Organ-on-a-Chip Models-New Possibilities in Experimental Science and Disease Modeling

Abstract

'Organ-on-a-chip' technology is a promising and rapidly evolving model in biological research. This innovative microfluidic cell culture device was created using a microchip with continuously perfused chambers, populated by living cells arranged to replicate physiological processes at the tissue and organ levels. By consolidating multicellular structures, tissue-tissue interfaces, and physicochemical microenvironments, these microchips can replicate key organ functions. They also enable the high-resolution, real-time imaging and analysis of the biochemical, genetic, and metabolic activities of living cells in the functional tissue and organ contexts. This technology can accelerate research into tissue development, organ physiology and disease etiology, therapeutic approaches, and drug testing. It enables the replication of entire organ functions (e.g., liver-on-a-chip, hypothalamus-pituitary-on-a-chip) or the creation of disease models (e.g., amyotrophic lateral sclerosis-on-a-chip, Parkinson's disease-on-a-chip) using specialized microchips and combining them into an integrated functional system. This technology allows for a significant reduction in the number of animals used in experiments, high reproducibility of results, and the possibility of simultaneous use of multiple cell types in a single model. However, its application requires specialized equipment, advanced expertise, and currently incurs high costs. Additionally, achieving the level of standardization needed for commercialization remains a challenge at this stage of development.
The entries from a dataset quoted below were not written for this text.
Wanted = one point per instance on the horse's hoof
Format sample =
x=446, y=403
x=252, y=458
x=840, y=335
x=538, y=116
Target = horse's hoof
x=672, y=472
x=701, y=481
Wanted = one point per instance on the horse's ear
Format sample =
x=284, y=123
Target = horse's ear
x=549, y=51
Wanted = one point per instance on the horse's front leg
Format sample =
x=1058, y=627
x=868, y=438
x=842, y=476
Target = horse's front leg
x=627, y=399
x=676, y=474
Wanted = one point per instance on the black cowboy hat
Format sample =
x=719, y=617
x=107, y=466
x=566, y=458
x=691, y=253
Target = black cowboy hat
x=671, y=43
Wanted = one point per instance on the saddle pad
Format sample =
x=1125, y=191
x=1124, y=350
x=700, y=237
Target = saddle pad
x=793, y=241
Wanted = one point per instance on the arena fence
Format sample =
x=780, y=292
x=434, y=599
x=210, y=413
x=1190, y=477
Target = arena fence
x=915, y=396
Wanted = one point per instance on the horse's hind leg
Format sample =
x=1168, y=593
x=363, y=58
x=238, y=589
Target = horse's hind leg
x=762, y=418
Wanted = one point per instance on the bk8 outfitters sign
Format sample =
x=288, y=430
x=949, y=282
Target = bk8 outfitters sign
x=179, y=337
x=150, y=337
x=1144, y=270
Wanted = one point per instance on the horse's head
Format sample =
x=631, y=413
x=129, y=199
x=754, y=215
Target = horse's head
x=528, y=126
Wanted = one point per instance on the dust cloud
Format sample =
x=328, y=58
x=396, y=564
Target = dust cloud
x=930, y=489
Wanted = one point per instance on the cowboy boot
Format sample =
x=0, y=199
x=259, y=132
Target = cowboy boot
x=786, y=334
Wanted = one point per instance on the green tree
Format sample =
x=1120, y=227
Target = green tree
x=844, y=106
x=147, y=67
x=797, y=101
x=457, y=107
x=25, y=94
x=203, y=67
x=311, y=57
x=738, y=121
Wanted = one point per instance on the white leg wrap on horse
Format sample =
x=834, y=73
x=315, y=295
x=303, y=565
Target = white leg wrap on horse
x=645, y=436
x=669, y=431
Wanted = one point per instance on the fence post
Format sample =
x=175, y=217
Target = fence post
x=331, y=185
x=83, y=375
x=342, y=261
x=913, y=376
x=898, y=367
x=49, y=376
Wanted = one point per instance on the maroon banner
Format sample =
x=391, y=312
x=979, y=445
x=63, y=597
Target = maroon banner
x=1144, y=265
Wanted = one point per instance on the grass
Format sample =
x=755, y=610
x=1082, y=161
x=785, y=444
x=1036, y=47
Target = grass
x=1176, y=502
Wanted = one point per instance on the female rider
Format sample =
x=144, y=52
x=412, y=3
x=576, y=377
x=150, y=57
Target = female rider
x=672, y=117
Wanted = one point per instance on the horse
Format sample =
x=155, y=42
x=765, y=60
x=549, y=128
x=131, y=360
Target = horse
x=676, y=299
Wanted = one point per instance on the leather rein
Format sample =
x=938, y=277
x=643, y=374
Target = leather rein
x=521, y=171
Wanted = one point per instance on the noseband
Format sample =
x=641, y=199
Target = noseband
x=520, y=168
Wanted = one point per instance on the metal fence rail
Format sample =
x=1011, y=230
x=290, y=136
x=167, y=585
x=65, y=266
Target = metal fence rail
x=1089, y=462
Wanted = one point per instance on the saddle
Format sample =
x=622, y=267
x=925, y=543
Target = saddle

Keywords: microfluidics; microphysiological system; neurodegenerative diseases; neuroendocrinology; organ-on-a-chip.

Figure 1

Schematic diagram of the basic OOC model design. The red, green, and blue colors shown in the figure represent the potential different media/test factors flowing through the microchip in any order. The design of the OOC allows for discretion in the number of media and/or test agents, as well as the order in which they are introduced into the OOC microenvironment.

Figure 2

Development process for the experiments utilizing OOC as an alternative to animal models.

Figure 3

Schematic diagram of the blood–brain barrier-on-a-chip recreated on the OrganoPlate^® 3-lane 40 independent microfluidics tissue culture chips. The vessel formed from the human brain microvascular endothelial cells grows in the top lane against the extracellular matrix gel in the middle lane. Adapted from Nair et al. [25].

Figure 4

Schematic diagram of the “human-on-a-chip” system simulated on the microfluidic chip for the comprehensive study of tolcapone metabolite profiling and metabolomics. The microchip comprises seven interacting microphysiological systems (green): brain, pancreas, liver, lung, heart, gut, and endometrium, with a mixer chamber for systemic circulation and tolcapone dosing. The illustration was created using information from the article by Wang et al. [84] as a reference.

Figure 5

Schematic diagram of the hypothalamus–pituitary (HP) axis-on-a-chip developed to recapitulate the reciprocal neuroendocrine crosstalk between hypothalamus and pituitary gland. Vascular endothelial cell-coated media channels (red) interconnect the hypothalamus and pituitary gland chambers (green) to allow their bidirectional crosstalk within the HP axis-on-a-chip model. These two chambers, and connecting them vessel channel, are surrounded by an additional chamber loaded with multiple types of brain cells (blue) to simulate the natural multicellular microenvironment of the brain. Culture media chambers (light pink) provide conditions simulating the microenvironment of the hypothalamus and pituitary gland. The casting mold for the chip was fabricated with PLA-based 3D printing. The illustration was created using information from the article by Park et al. [54] as a reference.

Figure 6

Schematic diagram of the microfluidic female reproductive system reflects the bidirectional endocrine cross-talk and complex multicellular structures by integrating various cellular components of the human uterine endometrium and the ovary with several biodegradable natural polymers. The microfluidic chip comprises ovarian and endometrial chambers (dark pink) interconnected via media channels (light pink). The illustration was created using information from the article by Park et al. [98] as a reference.

Figure 7

Advantages and disadvantages of OOC technology.